Summary
The MICAS project "Modelling and Intensive Computation for Aquifer Simulations" deals with the use of high performance computing for understanding hydraulic properties of heterogeneous media and for modelling aquifers. It contributes to the debate about macro-dispersion, interpretation of drawdown signals, interactions between rock and fractures.
This project is supported by the French Research Agency (Agence Nationale de la Recherche ANR), in the framework of the ANR-CIS-07 program (Calcul Intensif et Simulation).
Objectives
The MICAS project, "Modelling and Intensive Computation for Aquifer Simulations" is designed to solve great challenge in hydrogeology and to develop a generic open source software.

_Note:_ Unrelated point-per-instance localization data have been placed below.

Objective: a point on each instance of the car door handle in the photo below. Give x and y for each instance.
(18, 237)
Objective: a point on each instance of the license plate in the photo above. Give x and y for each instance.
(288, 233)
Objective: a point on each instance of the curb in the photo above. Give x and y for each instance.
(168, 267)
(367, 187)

Numerical modelling is an important key for the management and remediation of groundwater resources. Natural geological formations are highly heterogeneous, leading to preferential flow paths and stagnant regions. The contaminant migration is strongly affected by these irregular water velocity distributions. In order to account for the limited knowledge of the geological characteristics and for the natural heterogeneity, the MICAS project relies on Uncertainty Quantification methodes. In previous and current work, we use a classical Monte-Carlo method, with random permeability fields and random Discrete Fracture networks. In this stochastic approach, numerical simulations consist in computing the velocity field over large spatial domains and solving solute transport over large temporal scales. This approach must overcome two main difficulties, memory size and runtime, in order to solve very large linear systems and to simulate over a large number of time steps. High performance computing is thus necessary to carry out these large scale simulations.
The objectives of MICAS are to get outstanding results in seven well-identified topics, and to continue the development of the software platform H2OLab for integrating all the modules developed in the project.

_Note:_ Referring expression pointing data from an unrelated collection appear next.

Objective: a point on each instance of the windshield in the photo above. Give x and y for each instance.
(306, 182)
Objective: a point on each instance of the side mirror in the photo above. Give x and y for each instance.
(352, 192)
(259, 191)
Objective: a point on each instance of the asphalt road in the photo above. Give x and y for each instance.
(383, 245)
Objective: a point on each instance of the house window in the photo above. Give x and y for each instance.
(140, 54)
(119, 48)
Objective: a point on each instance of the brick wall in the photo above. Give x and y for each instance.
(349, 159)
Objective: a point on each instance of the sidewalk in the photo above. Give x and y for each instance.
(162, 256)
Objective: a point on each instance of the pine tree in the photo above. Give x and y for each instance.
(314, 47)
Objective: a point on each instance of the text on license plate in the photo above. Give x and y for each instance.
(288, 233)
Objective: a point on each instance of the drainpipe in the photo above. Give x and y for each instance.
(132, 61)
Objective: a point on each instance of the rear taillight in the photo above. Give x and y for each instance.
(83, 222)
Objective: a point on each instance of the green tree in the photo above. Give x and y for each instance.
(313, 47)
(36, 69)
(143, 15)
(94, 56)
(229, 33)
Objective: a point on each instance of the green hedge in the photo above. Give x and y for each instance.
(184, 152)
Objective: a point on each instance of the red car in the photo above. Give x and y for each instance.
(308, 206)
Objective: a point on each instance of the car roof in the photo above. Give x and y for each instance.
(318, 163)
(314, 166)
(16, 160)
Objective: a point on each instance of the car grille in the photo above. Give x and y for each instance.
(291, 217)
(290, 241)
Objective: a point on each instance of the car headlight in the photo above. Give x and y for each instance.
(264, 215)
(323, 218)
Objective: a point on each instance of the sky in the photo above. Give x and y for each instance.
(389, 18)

The platform H2OLab is used by the team GEOSCIENCES for several closely related scientific projects.
Computing resources
- The teams CDCSP, SAGE and LMPG have access to the GENCI computers since october and june 2009 (accepted projects)
- The teams SAGE and LMPG have access to the Grid'5000 facilities for experiments on parallel and grid computing
- The team LMPG has a cluster called MecaClus, partly funded by ANR with the Micas project
- The team CDCSP has a cluster, partly funded by ANR with the Micas project
- Each team has a powerful multiprocessor machine for development and validation
National academic relations
- The teams SAGE, LMPG and CDCSP participated in the GNR MOMAS in 2008-2009 (three projects).

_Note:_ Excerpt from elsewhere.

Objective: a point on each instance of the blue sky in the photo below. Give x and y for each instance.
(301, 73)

The team SAGE coordinates a two-years project (2010-2011) on numerical methods for reactive transport. - The team SAGE participates in the HEMERA group at INRIA. Hydrogeology is one scientific challenge for grid computing.
- The teams GEOSCIENCES and SAGE participate in the RISC-E regional network, connected to the RNSC national network (Reseau National des Systemes Complexes).
International academic relations
- The teams GEOSCIENCES, LMPG and SAGE have collaborations with the university of Barcelona.
- The teams GEOSCIENCES and SAGE have collaborations with and the university of Leipzig.
- The team GEOSCIENCES has collaborations with the university of San Diego.
- The teams GEOSCIENCES, SAGE and CDCSP have collaborations with the university of Tunis.
- The teams SAGE and GEOSCIENCES participate in the european project CO-ADVISE (Marie Curie People program).
This project is closely related to the HYDROMED network (program INRIA-Med), a follow-up to the HYDRO 3+3 INRIA-Med network.
Other partners are the universities of Tunis, Rabat, Kenitra, Annaba.